The use of mirrors and reflections proliferated in modern photography between the world wars. This was a time of extensive philosophical self-reflection spurred by the growing interest in the field of psychology with Sigmund Freud and Carl Jung, and modern societies’ struggle to remodel themselves after the ravages of World War I. Global anxiety, coupled with the desire to look inward, could have provoked artists’ obsession with the mirror.
This practice was geographically and philosophically widespread. The depiction of reflections was seen throughout Europe, particularly in France, Germany, and Czechoslovakia, and in the United States. Artists from disparate backgrounds and ideologies adopted and adapted the technique to suit their goals, further revealing the depth of an underlying identity crisis.
While some artists manipulated the photographic process using collage and montage, others represented in this show used the camera as a means of realistic documentation, optical illusion, or a combination of the two. The use of the mirrored surface is in keeping with László Moholy-Nagy’s “New Vision” aesthetic, which argued for the production of a photographic image, rather than a reproduction. The camera was seen as an extension of the artist’s eye, but one that went beyond the human eye’s capability, able to capture limitless depths on a single plane.

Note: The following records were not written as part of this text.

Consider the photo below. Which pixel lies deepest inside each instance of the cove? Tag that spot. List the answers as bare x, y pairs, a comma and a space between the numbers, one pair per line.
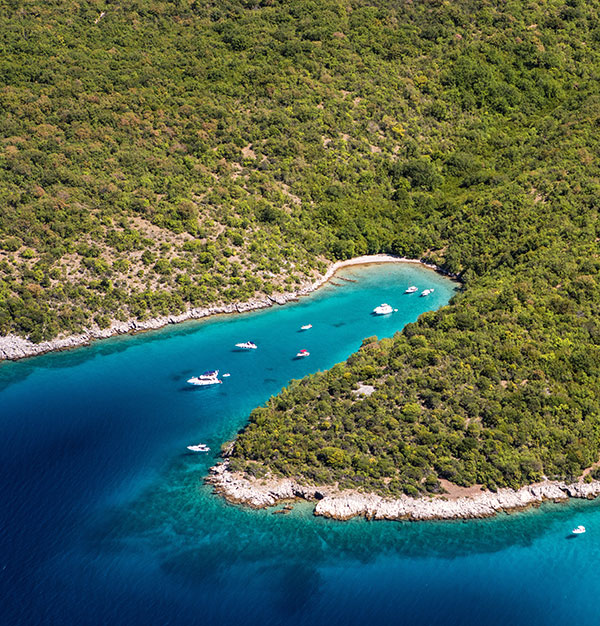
105, 518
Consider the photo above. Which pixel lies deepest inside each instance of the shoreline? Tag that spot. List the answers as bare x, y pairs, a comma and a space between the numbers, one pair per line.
14, 347
342, 505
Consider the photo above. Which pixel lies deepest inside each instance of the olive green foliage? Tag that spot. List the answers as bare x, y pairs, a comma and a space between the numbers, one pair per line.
176, 154
497, 179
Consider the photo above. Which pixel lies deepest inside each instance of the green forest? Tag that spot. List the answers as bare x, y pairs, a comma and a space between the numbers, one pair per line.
158, 156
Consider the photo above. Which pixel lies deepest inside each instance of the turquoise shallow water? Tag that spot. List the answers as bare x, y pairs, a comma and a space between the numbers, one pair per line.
105, 520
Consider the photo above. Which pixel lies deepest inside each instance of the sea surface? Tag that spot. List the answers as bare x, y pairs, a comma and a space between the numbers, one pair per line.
104, 517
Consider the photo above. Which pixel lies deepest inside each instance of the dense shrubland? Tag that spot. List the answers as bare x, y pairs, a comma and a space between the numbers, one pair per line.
178, 154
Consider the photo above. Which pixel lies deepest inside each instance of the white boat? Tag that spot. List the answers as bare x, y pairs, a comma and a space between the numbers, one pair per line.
246, 345
383, 309
207, 378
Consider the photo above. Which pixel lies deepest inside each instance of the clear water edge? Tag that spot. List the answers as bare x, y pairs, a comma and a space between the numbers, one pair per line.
106, 518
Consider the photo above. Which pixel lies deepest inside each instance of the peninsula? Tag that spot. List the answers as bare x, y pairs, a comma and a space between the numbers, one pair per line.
13, 347
339, 504
251, 147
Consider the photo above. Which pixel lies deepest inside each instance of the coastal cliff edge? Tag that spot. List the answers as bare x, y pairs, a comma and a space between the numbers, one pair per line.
344, 504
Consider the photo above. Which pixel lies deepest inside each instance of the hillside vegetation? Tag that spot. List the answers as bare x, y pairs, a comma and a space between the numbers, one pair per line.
175, 154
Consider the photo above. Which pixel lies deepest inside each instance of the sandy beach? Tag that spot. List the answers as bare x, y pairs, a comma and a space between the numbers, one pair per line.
13, 347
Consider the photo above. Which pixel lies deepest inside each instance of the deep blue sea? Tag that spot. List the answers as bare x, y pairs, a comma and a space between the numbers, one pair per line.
104, 518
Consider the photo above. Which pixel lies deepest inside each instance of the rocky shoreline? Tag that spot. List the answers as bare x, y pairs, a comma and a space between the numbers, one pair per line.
342, 505
13, 347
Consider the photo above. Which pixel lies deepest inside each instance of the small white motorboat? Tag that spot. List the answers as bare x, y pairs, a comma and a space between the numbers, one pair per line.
210, 377
383, 309
246, 345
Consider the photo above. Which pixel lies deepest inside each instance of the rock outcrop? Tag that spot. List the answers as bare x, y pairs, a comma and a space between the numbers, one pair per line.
15, 347
345, 504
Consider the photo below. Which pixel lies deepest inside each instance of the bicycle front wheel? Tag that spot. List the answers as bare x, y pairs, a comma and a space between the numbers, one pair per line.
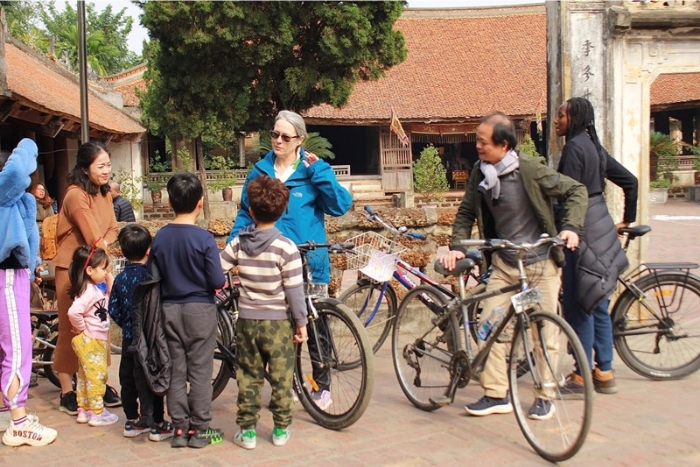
336, 337
658, 334
422, 349
554, 419
221, 371
375, 305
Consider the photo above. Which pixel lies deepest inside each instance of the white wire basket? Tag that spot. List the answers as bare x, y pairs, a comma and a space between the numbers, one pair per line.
374, 255
119, 265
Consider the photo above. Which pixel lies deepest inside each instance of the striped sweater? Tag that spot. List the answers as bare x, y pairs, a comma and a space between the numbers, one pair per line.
269, 267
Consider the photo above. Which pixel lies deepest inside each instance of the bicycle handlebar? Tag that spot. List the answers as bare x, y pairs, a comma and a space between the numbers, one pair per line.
337, 247
501, 244
374, 217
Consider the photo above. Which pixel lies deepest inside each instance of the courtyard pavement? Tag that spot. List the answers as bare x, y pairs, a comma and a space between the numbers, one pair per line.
648, 423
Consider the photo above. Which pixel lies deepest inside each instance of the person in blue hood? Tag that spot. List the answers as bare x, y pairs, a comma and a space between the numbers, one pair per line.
19, 260
314, 192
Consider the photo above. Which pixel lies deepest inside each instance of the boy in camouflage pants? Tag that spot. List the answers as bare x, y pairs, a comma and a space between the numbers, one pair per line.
269, 266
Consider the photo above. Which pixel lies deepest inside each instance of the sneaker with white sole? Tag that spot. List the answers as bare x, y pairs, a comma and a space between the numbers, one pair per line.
542, 409
103, 419
246, 439
6, 419
489, 405
280, 436
322, 399
162, 431
83, 415
134, 428
30, 432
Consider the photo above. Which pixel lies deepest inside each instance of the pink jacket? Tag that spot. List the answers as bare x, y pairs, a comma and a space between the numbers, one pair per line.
88, 313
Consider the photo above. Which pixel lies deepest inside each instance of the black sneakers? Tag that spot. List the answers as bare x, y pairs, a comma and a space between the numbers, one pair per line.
69, 403
111, 397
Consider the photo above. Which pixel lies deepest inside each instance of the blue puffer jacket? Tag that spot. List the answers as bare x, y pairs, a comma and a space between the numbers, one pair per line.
313, 192
19, 234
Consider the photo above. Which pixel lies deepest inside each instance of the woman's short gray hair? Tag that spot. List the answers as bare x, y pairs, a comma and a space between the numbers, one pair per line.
295, 120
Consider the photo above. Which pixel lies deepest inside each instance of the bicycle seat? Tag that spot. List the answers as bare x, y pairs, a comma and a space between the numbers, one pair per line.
463, 265
636, 231
45, 316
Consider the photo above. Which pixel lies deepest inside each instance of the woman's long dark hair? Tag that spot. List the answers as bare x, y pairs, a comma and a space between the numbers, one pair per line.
582, 118
76, 271
87, 153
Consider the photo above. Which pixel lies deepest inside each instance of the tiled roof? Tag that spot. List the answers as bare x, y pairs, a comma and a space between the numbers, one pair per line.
675, 88
31, 79
461, 63
126, 82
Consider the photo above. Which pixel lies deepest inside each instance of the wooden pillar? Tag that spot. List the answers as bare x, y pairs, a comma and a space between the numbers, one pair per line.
61, 167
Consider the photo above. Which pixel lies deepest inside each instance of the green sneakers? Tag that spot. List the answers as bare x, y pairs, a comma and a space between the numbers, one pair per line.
280, 436
245, 439
202, 438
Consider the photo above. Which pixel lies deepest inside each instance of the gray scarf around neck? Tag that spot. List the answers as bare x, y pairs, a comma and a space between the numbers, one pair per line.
508, 164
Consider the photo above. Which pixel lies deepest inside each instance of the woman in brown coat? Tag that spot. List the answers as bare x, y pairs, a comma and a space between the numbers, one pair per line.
86, 218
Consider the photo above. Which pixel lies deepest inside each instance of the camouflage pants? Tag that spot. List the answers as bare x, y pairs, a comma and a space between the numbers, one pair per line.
264, 344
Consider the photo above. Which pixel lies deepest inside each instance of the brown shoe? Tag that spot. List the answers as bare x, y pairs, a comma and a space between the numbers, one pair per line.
604, 381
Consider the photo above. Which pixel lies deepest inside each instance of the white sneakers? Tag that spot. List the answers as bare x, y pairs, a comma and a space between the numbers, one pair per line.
31, 432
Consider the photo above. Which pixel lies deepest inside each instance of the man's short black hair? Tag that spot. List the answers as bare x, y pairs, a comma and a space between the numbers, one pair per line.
134, 240
185, 191
503, 129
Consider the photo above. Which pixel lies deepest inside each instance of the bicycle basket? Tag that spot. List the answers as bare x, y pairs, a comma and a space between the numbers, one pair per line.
374, 255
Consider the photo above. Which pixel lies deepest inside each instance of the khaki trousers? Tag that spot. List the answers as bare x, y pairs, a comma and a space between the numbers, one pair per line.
545, 276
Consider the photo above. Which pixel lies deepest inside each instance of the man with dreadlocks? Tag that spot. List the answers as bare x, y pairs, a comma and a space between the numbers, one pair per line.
590, 274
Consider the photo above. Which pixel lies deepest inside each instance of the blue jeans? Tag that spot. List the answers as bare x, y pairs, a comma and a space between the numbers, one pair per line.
594, 330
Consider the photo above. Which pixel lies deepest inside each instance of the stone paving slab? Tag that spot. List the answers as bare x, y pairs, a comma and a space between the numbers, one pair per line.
648, 423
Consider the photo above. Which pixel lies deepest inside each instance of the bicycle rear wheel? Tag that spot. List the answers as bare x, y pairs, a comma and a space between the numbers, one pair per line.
658, 335
421, 350
374, 304
221, 372
555, 422
342, 339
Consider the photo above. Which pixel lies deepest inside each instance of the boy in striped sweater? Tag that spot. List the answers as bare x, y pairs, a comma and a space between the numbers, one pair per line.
272, 312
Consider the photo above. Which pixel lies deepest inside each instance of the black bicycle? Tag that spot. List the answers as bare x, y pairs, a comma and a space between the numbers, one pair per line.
656, 319
433, 354
337, 344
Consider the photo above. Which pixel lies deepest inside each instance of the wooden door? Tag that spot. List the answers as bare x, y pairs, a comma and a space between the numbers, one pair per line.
395, 168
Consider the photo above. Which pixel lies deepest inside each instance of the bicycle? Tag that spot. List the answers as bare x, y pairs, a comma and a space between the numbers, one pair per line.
337, 343
44, 338
432, 360
375, 302
656, 319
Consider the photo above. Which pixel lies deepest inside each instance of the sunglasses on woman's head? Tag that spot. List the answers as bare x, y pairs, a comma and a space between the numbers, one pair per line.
286, 138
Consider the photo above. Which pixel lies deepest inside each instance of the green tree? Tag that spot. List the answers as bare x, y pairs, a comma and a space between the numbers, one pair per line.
44, 28
225, 66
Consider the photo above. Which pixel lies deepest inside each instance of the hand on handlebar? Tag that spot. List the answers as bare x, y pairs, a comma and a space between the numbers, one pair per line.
301, 335
449, 259
570, 238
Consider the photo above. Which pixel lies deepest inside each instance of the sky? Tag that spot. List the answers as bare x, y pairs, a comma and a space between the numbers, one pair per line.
139, 33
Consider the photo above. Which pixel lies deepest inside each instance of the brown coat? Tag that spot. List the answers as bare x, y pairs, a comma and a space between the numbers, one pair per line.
82, 220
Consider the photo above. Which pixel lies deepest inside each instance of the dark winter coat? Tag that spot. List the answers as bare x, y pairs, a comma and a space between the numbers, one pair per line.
150, 344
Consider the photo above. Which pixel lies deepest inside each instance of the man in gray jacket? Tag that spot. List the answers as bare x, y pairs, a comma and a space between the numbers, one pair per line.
511, 196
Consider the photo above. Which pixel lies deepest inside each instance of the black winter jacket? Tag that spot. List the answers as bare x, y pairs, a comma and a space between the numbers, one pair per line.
149, 343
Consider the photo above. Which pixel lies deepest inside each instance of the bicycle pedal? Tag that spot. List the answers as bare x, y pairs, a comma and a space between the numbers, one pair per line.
441, 400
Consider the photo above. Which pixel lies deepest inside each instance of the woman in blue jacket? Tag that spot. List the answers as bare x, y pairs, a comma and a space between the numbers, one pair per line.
590, 274
313, 192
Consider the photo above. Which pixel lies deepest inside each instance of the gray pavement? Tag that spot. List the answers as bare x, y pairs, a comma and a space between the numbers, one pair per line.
648, 423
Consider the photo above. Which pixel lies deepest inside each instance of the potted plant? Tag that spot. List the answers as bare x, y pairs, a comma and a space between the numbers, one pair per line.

The photographic process and resulting photographs act as mirrors, capturing a specific scene and reflecting it back to the viewer. Including reflective surfaces within photographs created a world en abyme, a world that refers to itself within itself. Several artists took the opportunity to include reflections of themselves, and occasionally their cameras, further implicating their process. These works became examinations of the artist and his or her place in society, whether serious and formal like Florence Henri’s Self-Portrait (1928) or lighthearted and experimental like Jaroslav Rossler’s Self-Portrait, Paris (1931).